Seong-Jin Cho Marks Debussy’s Centenary Year with Spellbinding Album of Solo Piano Works
06 October 2017 (Toronto, ON) - In his latest recording, set for international release on November 17 via Deutsche Grammophon/Universal Music Canada, the country’s leading music company, 23-year-old South Korean pianist Seong-Jin Cho presents an all-Debussy programme. Debussy follows Cho’s two best-selling Chopin recordings.
It is entirely fitting that Seong-Jin Cho, winner of the 2015 International Chopin Piano Competition, should now turn to Debussy. Towards his life’s close, the French composer edited the piano works of Chopin, an experience that reignited his creativity, opening his heart to music he had loved since childhood. In turn, Cho’s connection to Debussy runs deep. He performed “Golliwogg’s Cake-walk” from Children’s Corner as part of his first public recital at the age of eleven, and his passion for the composer developed in parallel with his exploration of Chopin. He was therefore delighted to have the opportunity of commemorating the centenary of Debussy’s death, which falls in March 2018, with his own tribute.
Since childhood, Cho has felt many affinities with Debussy and he was keen to mark the centenary in his own style. The new album features both books of Images, each comprising three pieces of breathtaking imagination, in company with Children’s Corner and Suite Bergamasque, the latter including the hugely popular “Clair de lune”. Rounding things off in jubilant fashion is the beautiful “L’Isle joyeuse”.
“I have always loved Debussy’s music, but my feeling for it has deepened during my studies with Michel Béroff at the Paris Conservatoire,” Cho recalls. “Michel never presses me to accept his ideas on interpretation, which would be so easy for such a great master of Debussy’s music. His lessons are like meetings in which we discuss my playing, talk about music and art, and allow things to develop naturally. It’s a process of mutual understanding with Michel occasionally making suggestions about something that I might consider changing. Because he has such a profound connection to Debussy, he asks questions that can open your mind and ears to new possibilities.”

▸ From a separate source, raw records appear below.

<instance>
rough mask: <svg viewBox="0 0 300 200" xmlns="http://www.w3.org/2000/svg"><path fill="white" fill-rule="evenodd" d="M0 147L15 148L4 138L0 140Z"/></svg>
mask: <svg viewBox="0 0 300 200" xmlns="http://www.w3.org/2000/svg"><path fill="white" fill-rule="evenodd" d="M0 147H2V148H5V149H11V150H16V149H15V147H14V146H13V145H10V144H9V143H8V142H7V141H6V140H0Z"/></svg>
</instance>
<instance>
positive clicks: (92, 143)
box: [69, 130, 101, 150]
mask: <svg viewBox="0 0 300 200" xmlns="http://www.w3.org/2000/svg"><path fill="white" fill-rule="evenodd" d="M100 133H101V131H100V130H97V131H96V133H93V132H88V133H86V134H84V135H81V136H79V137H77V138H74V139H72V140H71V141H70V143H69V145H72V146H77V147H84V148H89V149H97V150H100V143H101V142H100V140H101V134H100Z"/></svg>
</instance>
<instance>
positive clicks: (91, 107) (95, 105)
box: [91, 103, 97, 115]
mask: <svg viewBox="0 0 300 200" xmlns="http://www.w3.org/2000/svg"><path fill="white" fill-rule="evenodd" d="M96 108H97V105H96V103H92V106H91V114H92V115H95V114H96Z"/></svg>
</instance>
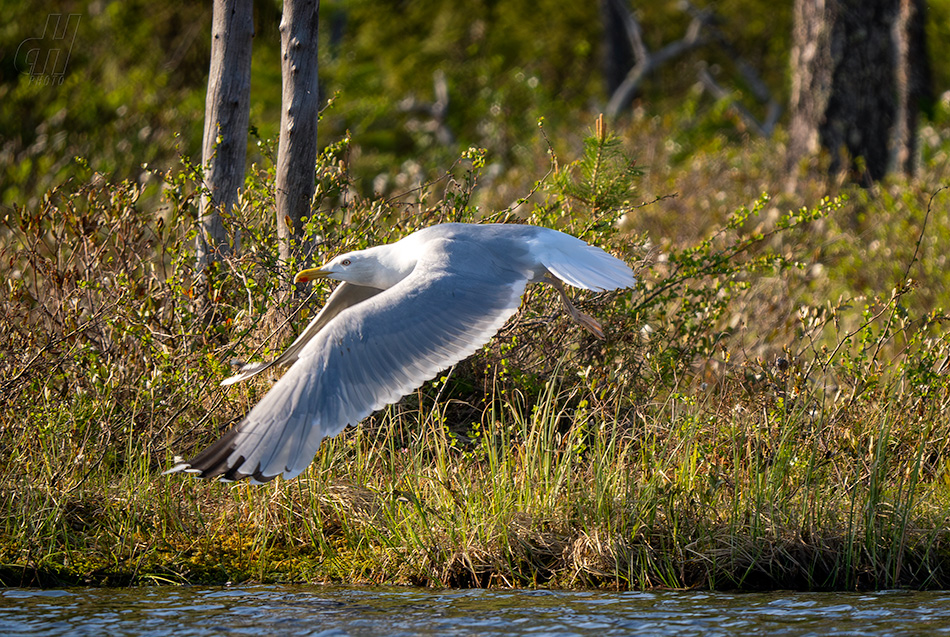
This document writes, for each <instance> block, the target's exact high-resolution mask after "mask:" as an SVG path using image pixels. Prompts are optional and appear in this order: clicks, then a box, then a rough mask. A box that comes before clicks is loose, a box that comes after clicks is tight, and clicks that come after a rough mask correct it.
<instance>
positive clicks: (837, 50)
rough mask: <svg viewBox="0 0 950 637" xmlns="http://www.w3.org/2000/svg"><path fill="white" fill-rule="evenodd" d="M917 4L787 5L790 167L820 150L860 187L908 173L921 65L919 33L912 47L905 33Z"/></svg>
mask: <svg viewBox="0 0 950 637" xmlns="http://www.w3.org/2000/svg"><path fill="white" fill-rule="evenodd" d="M902 5H903V6H902ZM923 5H924V0H796V1H795V33H794V37H793V47H792V59H791V65H792V94H791V110H792V121H791V125H790V130H789V133H790V140H789V159H790V161H791V162H792V163H794V162H796V161H798V160H799V159H801V158H802V157H805V156H808V155H812V154H814V153H817V152H818V151H819V150H820V149H824V150H826V151H827V152H828V153H829V155H830V169H831V172H832V173H833V174H837V173H841V172H849V173H851V175H852V178H854V179H857V180H858V181H861V182H862V183H865V184H869V183H871V182H873V181H876V180H878V179H880V178H881V177H883V176H884V175H885V174H887V172H888V171H889V170H892V169H894V168H899V169H901V170H903V171H904V172H908V173H909V172H911V171H912V170H913V155H914V150H913V149H914V143H915V142H914V139H915V136H916V116H917V111H918V102H919V95H920V92H921V90H922V89H921V87H923V86H926V85H927V80H926V79H923V78H926V77H927V76H929V67H928V64H927V57H926V52H925V49H924V47H923V43H922V37H923V36H922V30H921V31H920V34H919V36H918V37H917V39H916V41H914V42H913V43H912V42H911V41H910V40H909V39H908V37H907V35H906V34H907V33H910V31H908V30H907V29H908V28H909V27H910V25H912V24H913V20H916V19H919V16H922V11H923ZM911 8H913V9H914V10H911ZM914 15H916V16H918V18H914V17H913V16H914ZM911 78H913V79H911ZM859 158H860V159H859Z"/></svg>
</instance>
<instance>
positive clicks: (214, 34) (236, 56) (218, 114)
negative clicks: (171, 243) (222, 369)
mask: <svg viewBox="0 0 950 637" xmlns="http://www.w3.org/2000/svg"><path fill="white" fill-rule="evenodd" d="M253 37H254V22H253V9H252V2H251V0H215V2H214V17H213V20H212V25H211V70H210V72H209V74H208V96H207V99H206V101H205V128H204V141H203V143H202V153H201V154H202V157H201V161H202V164H203V165H204V167H205V187H206V188H207V192H206V193H205V194H203V195H202V196H201V202H200V206H201V207H200V211H201V219H200V228H199V232H198V246H197V261H198V269H199V270H205V269H206V268H207V267H208V266H209V265H210V264H211V263H212V262H214V261H216V260H217V258H218V257H219V256H221V255H222V254H228V253H230V252H231V251H232V250H233V251H234V252H238V251H239V250H240V247H241V246H240V244H241V237H240V234H239V233H237V232H236V233H235V236H234V245H233V246H231V244H230V242H229V240H228V233H227V231H226V229H225V227H224V224H223V223H222V220H221V212H222V211H223V212H225V213H227V212H229V211H230V210H231V206H232V205H233V204H234V202H235V200H236V199H237V193H238V189H239V188H240V187H241V186H242V185H243V183H244V162H245V155H246V153H247V128H248V118H249V116H250V104H251V40H252V38H253Z"/></svg>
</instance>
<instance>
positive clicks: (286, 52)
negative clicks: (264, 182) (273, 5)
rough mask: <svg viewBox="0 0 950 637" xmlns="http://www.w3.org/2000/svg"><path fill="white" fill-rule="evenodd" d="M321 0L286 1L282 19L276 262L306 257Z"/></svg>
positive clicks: (307, 252)
mask: <svg viewBox="0 0 950 637" xmlns="http://www.w3.org/2000/svg"><path fill="white" fill-rule="evenodd" d="M319 6H320V2H319V0H285V1H284V13H283V16H282V18H281V21H280V44H281V52H282V58H281V73H282V78H283V81H282V86H283V95H282V110H281V116H280V141H279V146H278V150H277V239H278V244H279V250H280V258H281V260H282V261H284V262H285V263H289V262H291V261H292V260H293V261H296V262H297V263H298V264H299V262H300V260H301V259H302V258H306V257H309V256H310V253H311V251H312V246H311V245H309V243H310V242H309V241H307V240H305V239H304V235H303V224H304V221H303V220H304V218H305V217H309V216H310V213H311V202H312V200H313V193H314V179H315V177H316V174H315V170H316V161H317V117H318V116H319V112H320V102H319V94H318V80H317V9H318V8H319Z"/></svg>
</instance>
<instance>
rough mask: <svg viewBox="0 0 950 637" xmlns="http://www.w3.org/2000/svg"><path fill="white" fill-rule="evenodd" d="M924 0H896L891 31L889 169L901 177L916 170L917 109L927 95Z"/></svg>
mask: <svg viewBox="0 0 950 637" xmlns="http://www.w3.org/2000/svg"><path fill="white" fill-rule="evenodd" d="M926 13H927V5H926V2H925V0H900V16H899V18H898V21H897V24H896V25H895V28H894V41H895V46H896V48H897V78H896V79H897V116H896V121H895V127H894V135H893V152H892V153H891V162H892V165H891V170H894V171H899V172H901V173H903V174H905V175H913V174H914V173H916V171H917V134H916V133H917V121H918V119H919V117H918V116H919V114H920V107H921V105H922V103H924V102H926V101H927V100H928V99H932V95H931V89H932V87H931V83H930V82H931V69H930V58H929V57H928V55H927V48H926V47H927V43H926V37H925V30H924V25H925V23H926Z"/></svg>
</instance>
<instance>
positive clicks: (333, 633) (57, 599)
mask: <svg viewBox="0 0 950 637" xmlns="http://www.w3.org/2000/svg"><path fill="white" fill-rule="evenodd" d="M942 634H950V593H948V592H927V593H924V592H907V591H885V592H880V593H868V594H861V593H844V594H842V593H781V592H779V593H769V594H744V593H743V594H739V593H737V594H725V593H707V592H679V591H662V592H629V593H608V592H599V591H546V590H516V591H511V590H483V589H471V590H433V589H418V588H395V587H391V588H348V587H340V586H249V587H224V588H208V587H173V586H164V587H142V588H124V589H102V588H99V589H96V588H77V589H62V590H36V589H0V635H96V636H99V635H146V636H148V635H154V636H164V635H176V636H187V635H307V636H324V637H330V636H333V637H338V636H344V635H351V636H354V637H355V636H361V635H394V636H398V635H531V636H532V637H542V636H545V635H558V636H563V635H592V636H596V637H606V636H608V635H676V636H677V637H686V636H689V635H710V636H715V635H855V636H861V637H873V636H876V635H882V636H883V635H942Z"/></svg>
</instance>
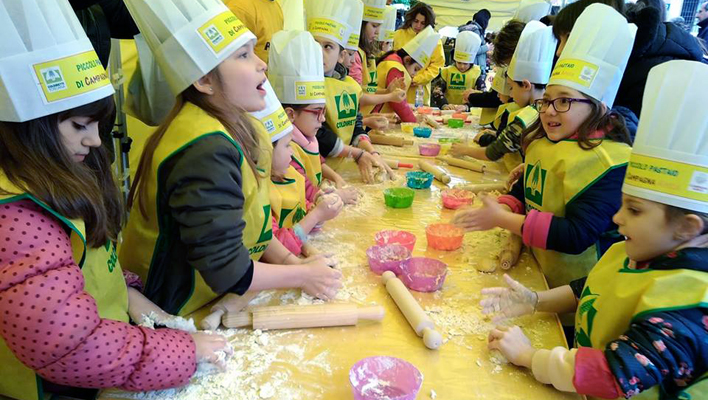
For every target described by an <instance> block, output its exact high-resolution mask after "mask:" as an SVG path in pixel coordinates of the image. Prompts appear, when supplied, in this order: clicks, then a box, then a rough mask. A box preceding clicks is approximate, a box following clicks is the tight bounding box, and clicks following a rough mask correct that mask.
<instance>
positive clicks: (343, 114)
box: [334, 90, 358, 120]
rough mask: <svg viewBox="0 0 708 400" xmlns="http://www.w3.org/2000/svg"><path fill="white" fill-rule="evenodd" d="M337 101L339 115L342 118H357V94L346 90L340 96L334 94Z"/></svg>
mask: <svg viewBox="0 0 708 400" xmlns="http://www.w3.org/2000/svg"><path fill="white" fill-rule="evenodd" d="M334 101H335V102H337V117H338V118H339V119H340V120H342V119H348V118H356V113H357V105H358V102H357V100H356V94H351V93H349V92H347V91H346V90H345V91H344V92H342V94H341V95H339V96H334Z"/></svg>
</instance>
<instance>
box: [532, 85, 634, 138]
mask: <svg viewBox="0 0 708 400" xmlns="http://www.w3.org/2000/svg"><path fill="white" fill-rule="evenodd" d="M581 95H582V96H583V97H584V98H586V99H588V100H590V103H589V106H590V108H591V111H590V115H589V116H588V118H587V119H585V121H583V123H582V124H580V127H578V146H580V148H581V149H583V150H590V149H592V148H594V147H597V146H599V145H600V141H598V140H593V139H590V136H591V135H592V134H593V133H595V132H596V131H597V130H600V129H602V130H604V131H605V138H608V139H610V140H614V141H615V142H620V143H626V144H628V145H630V146H631V145H632V141H631V140H630V138H629V131H628V130H627V127H626V126H625V123H624V117H623V116H622V115H620V114H618V113H616V112H614V111H612V110H610V111H609V112H607V111H605V112H603V110H605V109H606V106H605V105H603V104H602V103H601V102H599V101H597V100H595V99H593V98H592V97H588V96H585V95H584V94H582V93H581ZM522 136H523V139H522V143H523V148H524V151H526V148H528V146H529V144H531V142H533V141H534V140H537V139H542V138H544V137H546V132H545V131H544V130H543V124H542V123H541V117H540V115H539V118H537V119H536V121H535V122H534V123H533V124H531V126H529V127H528V128H526V130H525V131H524V133H523V134H522Z"/></svg>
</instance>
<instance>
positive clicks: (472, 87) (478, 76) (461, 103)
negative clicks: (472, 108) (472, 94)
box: [440, 64, 482, 105]
mask: <svg viewBox="0 0 708 400" xmlns="http://www.w3.org/2000/svg"><path fill="white" fill-rule="evenodd" d="M481 74H482V70H481V69H480V68H479V66H477V65H473V66H472V67H471V68H470V69H468V70H467V71H466V72H460V70H459V69H457V66H455V64H452V65H448V66H447V67H445V68H441V69H440V76H441V77H442V79H443V80H444V81H445V84H446V85H447V90H446V91H445V98H446V99H447V102H448V103H450V104H455V105H460V104H467V101H466V99H463V98H462V93H464V92H465V91H466V90H468V89H474V85H475V83H477V78H479V76H480V75H481Z"/></svg>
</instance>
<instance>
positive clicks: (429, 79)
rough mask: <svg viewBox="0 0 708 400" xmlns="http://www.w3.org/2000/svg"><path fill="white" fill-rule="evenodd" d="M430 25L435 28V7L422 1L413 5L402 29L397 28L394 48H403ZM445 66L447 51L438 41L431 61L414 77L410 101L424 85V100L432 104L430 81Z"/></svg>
mask: <svg viewBox="0 0 708 400" xmlns="http://www.w3.org/2000/svg"><path fill="white" fill-rule="evenodd" d="M429 26H430V27H432V28H433V29H434V28H435V12H434V11H433V8H432V7H430V6H429V5H427V4H425V3H422V2H421V3H418V4H416V5H415V6H413V7H411V9H410V10H408V12H407V13H406V16H405V19H404V22H403V25H402V26H401V29H399V30H397V31H396V33H395V34H394V36H393V49H394V50H398V49H401V48H402V47H403V46H405V45H406V43H408V42H410V41H411V39H413V38H414V37H416V35H418V33H420V32H421V31H422V30H423V29H425V28H427V27H429ZM444 66H445V52H444V51H443V47H442V42H438V46H437V47H436V48H435V50H433V54H432V56H431V57H430V61H428V63H427V65H424V66H423V69H422V70H420V71H419V72H418V73H417V74H416V75H415V77H414V78H413V82H412V84H411V87H410V89H408V102H409V103H415V92H416V90H417V89H418V87H420V86H422V87H423V88H424V89H425V95H424V98H423V102H424V103H425V104H426V105H430V82H431V81H432V80H433V79H435V77H436V76H438V74H439V73H440V68H442V67H444Z"/></svg>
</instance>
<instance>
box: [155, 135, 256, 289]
mask: <svg viewBox="0 0 708 400" xmlns="http://www.w3.org/2000/svg"><path fill="white" fill-rule="evenodd" d="M242 161H243V162H245V161H244V160H242V159H241V154H240V153H239V152H238V150H237V149H236V148H235V147H234V146H233V145H232V144H231V143H230V142H229V141H228V140H227V139H226V138H224V137H223V136H221V135H213V136H210V137H207V138H203V139H201V140H199V141H198V142H196V143H194V144H193V145H191V146H190V148H189V149H187V150H185V151H184V152H183V153H182V154H181V156H180V158H179V160H177V161H176V162H175V163H174V166H173V168H172V169H171V171H170V173H169V175H168V176H167V178H166V182H165V190H166V193H167V194H168V204H169V209H170V213H171V216H172V218H174V220H175V221H176V222H177V227H178V229H179V237H180V241H181V243H183V244H184V245H185V246H186V247H187V248H186V249H185V250H186V257H187V262H188V263H189V265H191V266H192V267H193V268H195V269H196V270H198V271H199V273H200V274H201V276H202V278H204V281H205V282H206V283H207V284H208V285H209V287H211V289H212V290H213V291H214V292H216V293H219V294H220V293H225V292H228V291H231V292H235V293H237V294H243V293H245V292H246V290H247V289H248V287H249V286H250V285H251V279H252V278H253V261H251V259H250V257H249V254H248V249H247V248H246V246H244V244H243V229H244V228H245V226H246V223H245V221H244V220H243V212H244V210H243V205H244V196H243V191H242V190H241V185H242V179H241V169H240V167H239V163H240V162H242ZM262 184H265V183H262Z"/></svg>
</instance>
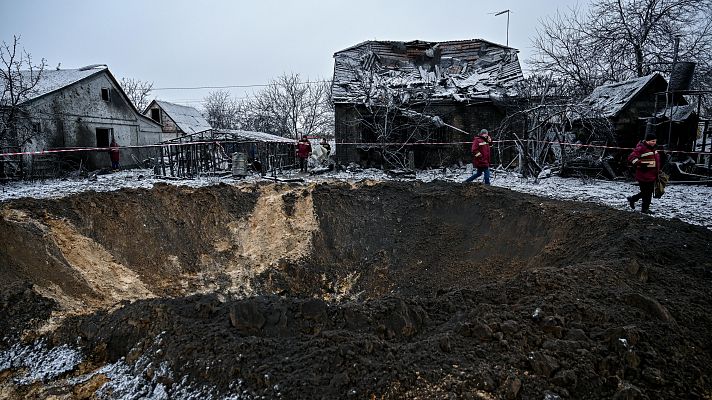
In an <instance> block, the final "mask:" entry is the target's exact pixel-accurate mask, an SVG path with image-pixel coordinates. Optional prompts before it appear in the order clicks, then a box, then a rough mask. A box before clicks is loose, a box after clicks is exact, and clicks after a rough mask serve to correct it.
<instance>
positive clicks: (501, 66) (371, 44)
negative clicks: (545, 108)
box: [332, 39, 523, 103]
mask: <svg viewBox="0 0 712 400" xmlns="http://www.w3.org/2000/svg"><path fill="white" fill-rule="evenodd" d="M517 52H518V50H516V49H513V48H511V47H507V46H503V45H500V44H496V43H492V42H488V41H485V40H481V39H472V40H458V41H447V42H426V41H420V40H415V41H411V42H396V41H366V42H363V43H360V44H357V45H355V46H352V47H349V48H347V49H344V50H341V51H338V52H336V53H335V54H334V59H335V64H334V79H333V83H332V96H333V99H334V102H337V103H361V102H364V101H365V100H366V99H373V96H372V94H373V93H369V91H373V87H374V86H376V87H381V88H383V87H386V88H389V89H392V90H396V91H399V92H400V93H402V94H405V95H406V96H408V97H409V99H413V100H423V99H428V100H456V101H466V100H471V99H490V98H492V97H498V96H502V95H516V93H515V92H514V91H513V90H512V86H513V84H514V83H516V82H517V81H519V80H521V79H523V76H522V69H521V66H520V65H519V59H518V57H517ZM371 79H372V80H373V81H372V84H370V85H369V84H366V85H364V83H368V81H369V80H371Z"/></svg>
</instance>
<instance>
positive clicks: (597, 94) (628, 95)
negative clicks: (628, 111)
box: [581, 73, 665, 117]
mask: <svg viewBox="0 0 712 400" xmlns="http://www.w3.org/2000/svg"><path fill="white" fill-rule="evenodd" d="M654 79H662V80H663V81H665V78H663V77H662V75H660V74H658V73H654V74H650V75H647V76H643V77H640V78H634V79H629V80H627V81H623V82H616V83H611V84H608V85H603V86H599V87H597V88H595V89H593V92H591V94H590V95H588V97H586V98H585V99H583V100H582V101H581V105H583V106H586V107H587V108H590V109H592V110H594V111H597V112H599V113H601V114H602V115H603V116H605V117H614V116H616V115H618V113H620V112H621V111H623V109H624V108H625V107H626V106H627V105H628V104H629V103H630V102H631V101H632V100H633V99H634V98H635V97H636V96H637V95H638V93H640V92H641V91H642V90H643V89H644V88H645V87H646V86H647V85H648V84H649V83H650V82H652V81H653V80H654Z"/></svg>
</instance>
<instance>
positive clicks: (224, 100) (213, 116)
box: [204, 90, 239, 129]
mask: <svg viewBox="0 0 712 400" xmlns="http://www.w3.org/2000/svg"><path fill="white" fill-rule="evenodd" d="M204 101H205V105H204V107H205V118H206V119H207V120H208V123H209V124H210V126H212V127H213V128H216V129H235V128H236V127H237V126H236V125H237V116H238V110H239V107H238V104H237V102H236V101H235V100H234V99H232V97H231V96H230V93H229V92H227V91H223V90H218V91H216V92H210V94H208V96H207V97H205V99H204Z"/></svg>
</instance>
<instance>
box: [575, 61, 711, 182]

Seong-Jin Cho moved to Paris five years ago to study with Béroff. “Everything is very centralized in France,” he observes when asked about how he chose his new home city. “Paris is the undisputed cultural centre. I was convinced that I could get to know about European culture there.” Living and studying in Paris, he adds, has brought him closer to Debussy’s world, the places he knew and their spirit. “Whether visiting the Musée d’Orsay and Musée de l’Orangerie almost every day for a year, looking at Monet’s waterlilies and other Impressionist paintings, or just walking through the city at different times and in different seasons – it all offers insights into the atmosphere and colour of Debussy’s music.”
Although the Paris Conservatoire moved into its present home after Debussy’s student days there, its close links with the composer inspired Cho. He read widely about the man, his music and the contexts in which both were shaped. “This connection with a composer’s milieu is very important to me,” he comments. “It helped me find ways into Debussy’s mind, to discover impressions of his creativity and feel as much of the energy and invention that went into his works as possible. I feel a similar closeness here to Chopin who lived in Paris for almost half his life.”
Debussy’s innovative music replaced old rules of harmony and melodic writing with new sounds and radical ideas, fresh timbres and beguiling tone colours. Schools of composition and fashions in art meant nothing to him – instead, he was moved by his strong faith in individualism, open to influences outside the mainstream of European culture and opposed to Wagner’s domination of French musical life in the late 1800s.
Cho’s album begins with music that sounds as if it could have existed for all eternity, despite bearing the hallmarks of what its composer described as “the most recent discoveries of harmonic chemistry.” The enigmatic opening of “Reflets dans l’eau” from Images I sets the mood for the pianist’s tribute to one of the last century’s most original creative minds. He goes on to perform the remaining works of the two books of Images, bringing out every subtle nuance of music that demands true virtuosity. The Children’s Corner suite offers inventiveness, fantasy and touches of humour followed by the elegant Suite bergamasque, at whose heart lies the haunting “Clair de lune”. Rounding off proceedings is L’Isle joyeuse whose atmospheric, energetic writing makes it the ideal finale to this homage to Debussy.
It was, however, the stillness and concentration of so much of the composer’s piano music, rarely disturbed by forceful dynamic markings, that directed Seong-Jin Cho to choose a Steinway concert grand specially set up to convey the subtlest shifts of sound colour. “Debussy’s sound, for me, is about light and shade,” the pianist observes. “He understood how silence is the ground from which music grows and that musical sounds move in and out of silence. I wanted a piano that allowed me to slip from sound into silence and back again, without marking hard boundaries between the two. It’s so important to get this right in Debussy, who had a limitless concept of what sound could be. That’s why I was delighted to find an instrument with the lightness and flexibility of touch to do that.”